Paulina García—the Gloria of Gloria—has acted in soap operas in Chile since the 1980s, but there's no turgid drama or wild-eyed emoting in either Gloria or Gloria. Uncomfortable moments are endured or shrugged off; confrontations are small but pointed, or sometimes avoided. When a person disappears, they don't storm out of the room, they're just quietly gone.

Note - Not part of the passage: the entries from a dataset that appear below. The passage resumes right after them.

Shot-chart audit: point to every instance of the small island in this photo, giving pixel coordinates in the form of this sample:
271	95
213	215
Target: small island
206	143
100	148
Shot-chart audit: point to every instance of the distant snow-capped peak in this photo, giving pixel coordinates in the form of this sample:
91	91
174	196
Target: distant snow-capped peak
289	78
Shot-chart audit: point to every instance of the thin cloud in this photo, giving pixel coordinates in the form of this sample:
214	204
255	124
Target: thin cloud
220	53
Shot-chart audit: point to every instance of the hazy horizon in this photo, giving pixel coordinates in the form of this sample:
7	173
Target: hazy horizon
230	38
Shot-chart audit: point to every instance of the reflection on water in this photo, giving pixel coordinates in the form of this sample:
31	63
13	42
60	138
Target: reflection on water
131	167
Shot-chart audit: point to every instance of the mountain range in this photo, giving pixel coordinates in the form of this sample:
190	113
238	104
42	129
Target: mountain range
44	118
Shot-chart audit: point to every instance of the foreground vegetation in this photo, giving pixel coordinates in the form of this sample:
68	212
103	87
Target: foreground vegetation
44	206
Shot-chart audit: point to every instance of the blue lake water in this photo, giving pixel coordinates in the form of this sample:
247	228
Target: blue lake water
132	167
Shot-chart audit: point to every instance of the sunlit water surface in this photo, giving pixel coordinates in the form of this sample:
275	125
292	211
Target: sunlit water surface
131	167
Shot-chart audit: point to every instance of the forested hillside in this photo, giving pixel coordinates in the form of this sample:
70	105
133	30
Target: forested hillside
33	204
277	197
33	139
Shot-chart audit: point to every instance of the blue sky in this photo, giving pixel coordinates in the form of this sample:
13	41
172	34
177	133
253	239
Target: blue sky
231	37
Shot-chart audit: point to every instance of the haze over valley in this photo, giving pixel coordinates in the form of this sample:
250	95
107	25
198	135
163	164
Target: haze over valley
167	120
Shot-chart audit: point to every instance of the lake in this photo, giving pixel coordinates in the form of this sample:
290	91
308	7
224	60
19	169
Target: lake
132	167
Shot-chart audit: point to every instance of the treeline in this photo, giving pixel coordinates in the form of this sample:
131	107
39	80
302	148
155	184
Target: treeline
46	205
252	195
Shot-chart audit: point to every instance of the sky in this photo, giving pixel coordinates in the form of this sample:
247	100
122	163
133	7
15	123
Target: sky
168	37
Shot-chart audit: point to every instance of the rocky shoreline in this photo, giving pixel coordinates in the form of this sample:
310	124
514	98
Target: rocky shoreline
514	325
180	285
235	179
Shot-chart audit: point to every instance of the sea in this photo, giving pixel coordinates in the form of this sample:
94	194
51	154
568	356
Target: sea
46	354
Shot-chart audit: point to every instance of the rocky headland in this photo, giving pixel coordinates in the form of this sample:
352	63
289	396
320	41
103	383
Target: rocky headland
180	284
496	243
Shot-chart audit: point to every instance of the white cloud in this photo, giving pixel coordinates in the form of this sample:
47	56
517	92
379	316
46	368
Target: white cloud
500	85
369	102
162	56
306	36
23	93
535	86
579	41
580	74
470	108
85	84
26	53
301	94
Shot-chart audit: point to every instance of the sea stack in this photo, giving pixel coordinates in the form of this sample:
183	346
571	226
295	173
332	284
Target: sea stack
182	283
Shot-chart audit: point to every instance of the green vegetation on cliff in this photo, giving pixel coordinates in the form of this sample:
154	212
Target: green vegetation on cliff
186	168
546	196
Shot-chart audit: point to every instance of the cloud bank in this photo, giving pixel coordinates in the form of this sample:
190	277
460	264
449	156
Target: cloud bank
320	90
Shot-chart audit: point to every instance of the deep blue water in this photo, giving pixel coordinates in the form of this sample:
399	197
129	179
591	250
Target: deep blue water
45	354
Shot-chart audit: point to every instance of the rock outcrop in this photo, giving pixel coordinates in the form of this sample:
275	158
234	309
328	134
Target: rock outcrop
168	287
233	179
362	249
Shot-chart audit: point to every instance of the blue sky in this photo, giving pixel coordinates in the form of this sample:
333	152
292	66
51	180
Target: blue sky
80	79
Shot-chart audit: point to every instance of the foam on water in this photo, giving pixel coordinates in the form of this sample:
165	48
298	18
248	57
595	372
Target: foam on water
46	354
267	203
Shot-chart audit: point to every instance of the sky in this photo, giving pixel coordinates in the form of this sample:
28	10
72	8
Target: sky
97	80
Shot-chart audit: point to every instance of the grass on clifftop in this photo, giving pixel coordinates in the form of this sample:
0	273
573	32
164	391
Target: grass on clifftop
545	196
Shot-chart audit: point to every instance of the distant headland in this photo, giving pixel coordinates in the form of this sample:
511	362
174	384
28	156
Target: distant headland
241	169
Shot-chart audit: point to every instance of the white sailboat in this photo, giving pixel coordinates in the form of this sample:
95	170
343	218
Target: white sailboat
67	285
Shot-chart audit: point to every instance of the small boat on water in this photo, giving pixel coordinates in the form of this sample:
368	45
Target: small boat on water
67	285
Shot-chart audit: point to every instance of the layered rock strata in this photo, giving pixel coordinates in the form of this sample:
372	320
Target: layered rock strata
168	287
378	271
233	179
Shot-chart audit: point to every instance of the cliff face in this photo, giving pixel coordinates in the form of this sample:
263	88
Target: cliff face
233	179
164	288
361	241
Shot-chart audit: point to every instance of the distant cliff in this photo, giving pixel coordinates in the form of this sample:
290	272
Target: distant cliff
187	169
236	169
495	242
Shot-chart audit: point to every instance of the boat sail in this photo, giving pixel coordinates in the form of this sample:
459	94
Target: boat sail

Gloria is on the far side of middle age, and she's been divorced for a dozen years. Her life has settled around her in a way that you can tell still feels somehow unexpected and not altogether right—her office job, her small role in the lives of her grown children, her apartment. She sings tunelessly along with love songs in her car. Her neighbor's cat, one of those alien-looking hairless ones, keeps getting into her place, a mundane intrusion on a mundane life; when the neighbor himself starts shouting crazily in the night, Gloria calls his mother, in part to complain, in part to commiserate.
But Gloria's life isn't over. She goes to a singles bar crowded with people her age (such places apparently exist in Chile), and she dances and laughs and picks up the charming Rodolfo (Sergio Hernández). The camera, which likes to linger in general in Gloria, records their first tryst, then more later. Much will probably be made of the frank nudity of their older bodies, but unless you actually believe porn, the shock should be minimal. This isn't soft-focused, romanticized, sunset-of-life lovemaking, either; it's the unflinching, driven coupling of two people who just don't happen to be the age of those usually depicted having sex on film. As García said in an interview with NPR, "Look, I'm not Cate Blanchett. I'm a Chilean actress who has three children, and I am what you see. And [director Sebastián Lelio] told me, 'Look, I know how you look, and that is exactly what I want.' And we have fun."
Gloria isn't always fast-paced, but then neither is life. And, in her first feature film, Paulina García is absolutely excellent; she appears in every frame, entirely inhabiting the role and making each moment true. Even when Gloria's big, dramatic gesture comes, it's human-scale—and it's hilarious, and even glorious, in its own small way.